“’It stinketh,’ say the Jews trying to prevent Jesus from approaching the corpse, and this awful warning applies to the whole world, to all life. God is Life and the Giver of Life. He called man into the Divine reality of Life and behold ‘it stinketh’…The world was created to reflect and proclaim the glory of God and ‘it stinketh.’
“At the grave of Lazarus God encounters Death, the reality of anti-life, of destruction and despair. He meets His Enemy, who has taken away from Him His World and become its prince. And we who follow Jesus, as He approaches the grave, enter with Him into that hour of His, which He announced so often as the climax and the fulfillment of his whole work. The Cross, its necessity and universal meaning are announced in the shortest verse of the Gospel: ‘and Jesus wept’ …We understand now that it is because He wept, i.e., loved His friend Lazarus, that Jesus had the power of calling him back to life.
“The power of Resurrection is not a Divine ‘power in itself,’ but power of love, or rather love as power. God is Love and Love is Life, Love creates Life…It is Love that weeps at the grave and it is Love that restores life. This is the meaning of the Divine tears of Jesus. In them love is at work again—recreating, redeeming, restoring the darkened life of man: ‘Lazarus, come forth!…’ And this is why Lazarus Saturday is the beginning of both: the Cross, as the Supreme sacrifice of love, the Resurrection, as the ultimate triumph of love.”
-Fr. Alexander Schmemann
It is the end of Lent in the Orthodox Church. We enter Holy Week with Lazarus Saturday, and though we do fast until Pascha, it’s not technically Lent anymore for us. We now stop thinking about whether we succeeded or failed at Lent, because we need to focus on what God has done and be fully present for these last days of the remembering of the death and resurrection of the Lord.
Matins of Lazarus Saturday is a time to remember the whole story of how Lazarus had been dead four days when Jesus came into town and his friends said, “If only you had been here, he wouldn’t have died.” And Jesus wept. Then He showed his power over death, and raised Lazarus. And then followed the events that sent Him to His own death, which He also overcame for our sakes. His powerful beauty is still filling this world.
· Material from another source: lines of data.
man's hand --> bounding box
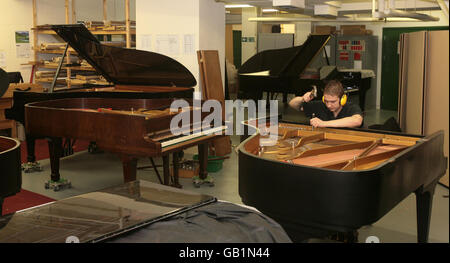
[309,118,326,128]
[303,91,314,102]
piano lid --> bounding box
[50,24,197,87]
[239,35,331,77]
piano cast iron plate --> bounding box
[0,180,217,243]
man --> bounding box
[289,80,363,128]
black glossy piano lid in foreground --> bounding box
[0,180,216,243]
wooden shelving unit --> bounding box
[28,0,136,88]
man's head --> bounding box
[323,80,344,112]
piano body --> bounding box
[5,24,193,167]
[238,35,370,110]
[239,123,448,242]
[25,98,226,190]
[238,35,331,102]
[0,136,22,216]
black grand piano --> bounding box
[5,24,197,171]
[239,123,448,242]
[238,35,370,110]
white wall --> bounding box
[0,0,32,81]
[0,0,136,82]
[136,0,225,93]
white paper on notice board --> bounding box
[323,45,331,58]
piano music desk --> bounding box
[0,97,17,138]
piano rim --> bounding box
[0,136,20,155]
[236,121,428,174]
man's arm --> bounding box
[310,114,363,128]
[289,91,314,110]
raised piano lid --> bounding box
[0,136,22,201]
[49,24,197,87]
[238,35,331,76]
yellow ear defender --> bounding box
[322,94,347,106]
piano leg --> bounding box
[163,155,170,185]
[172,152,182,188]
[120,155,137,183]
[193,143,214,187]
[25,134,36,163]
[22,133,42,173]
[47,137,62,182]
[415,180,438,243]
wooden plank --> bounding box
[197,50,231,156]
[343,147,407,171]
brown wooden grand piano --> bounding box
[25,98,226,189]
[239,123,447,242]
[5,24,197,173]
[0,136,22,217]
[6,24,225,190]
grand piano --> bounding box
[238,35,370,110]
[0,136,22,216]
[5,24,197,171]
[25,98,227,189]
[239,122,448,242]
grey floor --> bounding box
[16,99,449,243]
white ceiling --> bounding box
[215,0,449,18]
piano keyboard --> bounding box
[161,125,227,148]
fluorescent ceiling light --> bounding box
[263,8,278,13]
[225,4,253,8]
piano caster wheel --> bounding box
[170,184,183,189]
[22,162,42,173]
[192,175,214,188]
[88,142,103,154]
[44,179,72,192]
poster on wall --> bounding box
[0,49,6,69]
[15,31,31,58]
[155,35,180,57]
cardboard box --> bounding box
[341,25,366,30]
[313,26,336,35]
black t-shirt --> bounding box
[300,100,363,121]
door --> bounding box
[380,26,448,111]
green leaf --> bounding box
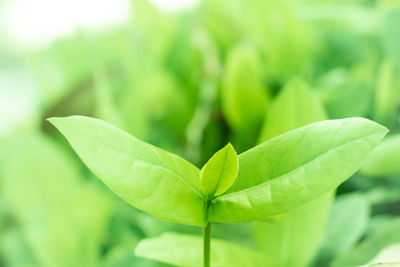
[208,118,387,223]
[222,46,268,131]
[200,144,239,198]
[374,59,400,126]
[254,79,334,267]
[316,193,370,266]
[254,192,334,267]
[361,134,400,176]
[361,243,400,267]
[50,116,206,226]
[0,134,113,267]
[332,219,400,267]
[135,233,275,267]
“Despite the effects of the Fall and despite our deep sinfulness, the world continues to be God’s creation. It has not ceased to be ‘altogether beautiful.’ Despite human alienation and suffering, the Divine Beauty is still present in our midst and still remains ever active, incessantly performing its work of healing and transfiguration. Even now beauty is saving the world, and it will always continue to do so. But it is the beauty of a God who is totally involved in the pain of the world that He has made, of a God who died on the Cross and on the third day rose victorious from the dead.”